Visualization Shows Exactly How Face Masks Stop Covid-19 Transmission

August 15, 2020

A dramatic new visualization shows why it’s a good idea to wear a mask to prevent the spread of a new coronavirus.

Without a mask, droplets produced during coughing can be up to 12 feet (3.7 meters) long, the visualization shows, but with a mask on, that distance is reduced to just a few inches in the best case scenario.

Simulations described today (June 30) in the journal Physics of Fluids also reveal that some cloth masks are better than others at stopping the spread of potentially infectious droplets.

“The visuals used in our study could help communicate to the public the social distance guidelines and the rationale behind the recommendations for mask use,” lead study author Siddhartha Verma, an assistant professor in the College of Engineering and Computer Science at Florida Atlantic University, said in a statement.

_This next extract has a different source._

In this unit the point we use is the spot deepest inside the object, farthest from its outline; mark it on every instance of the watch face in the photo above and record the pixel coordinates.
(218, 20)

To simulate a cough, the researchers attached the head of a mannequin to a fog machine (which generates steam from water and glycerin) and used a pump to expel the steam through the mannequin’s mouth. They then visualized the steam droplets using a “laser sheet” that was created by passing a green laser pointer through a cylindrical rod. In this setup, a simulated cough appeared as glowing green vapor flowing out of the mannequin’s mouth.

The researchers then placed several types of non-medical masks on the mannequin’s head to test their effectiveness in stopping these “coughs.” These masks included homemade masks sewn from two layers of cotton fabric (70 threads per inch), single-ply headbands, loosely folded cotton handkerchiefs, and non-sterile conical masks sold in pharmacies.

They found that a simulated cough could travel up to 12 feet in 50 seconds without the mask covering it.

The homemade stitched cotton mask – which features multiple layers and a snug fit – best reduced the spread of droplets, although there was some leakage at the top of the mask between the nose and the cloth material. When the mannequin wore this mask, droplets moved only about 2.5 inches (6.35 cm) forward from the face. The conical mask also worked well, with the droplets moving only about 8 inches (20 cm) forward from the face.

However, single-ply hoods (made of elastic T-shirt material) and folded handkerchiefs were less effective. Droplets leaked through the mask material, flowing 3.5 feet (1 meter) with the headband and 1 foot (0.3 meter) with the handkerchief.

Still, “although the non-medical masks tested in this study experienced varying degrees of flow leakage, they are likely to be effective in stopping larger respiratory droplets” from dispersing, the authors wrote in the paper.

“Promoting widespread awareness of effective preventive measures [for COVID-19] is critical at this time, as we are observing a significant spike in COVID-19 infections in many states, particularly Florida,” Verma said.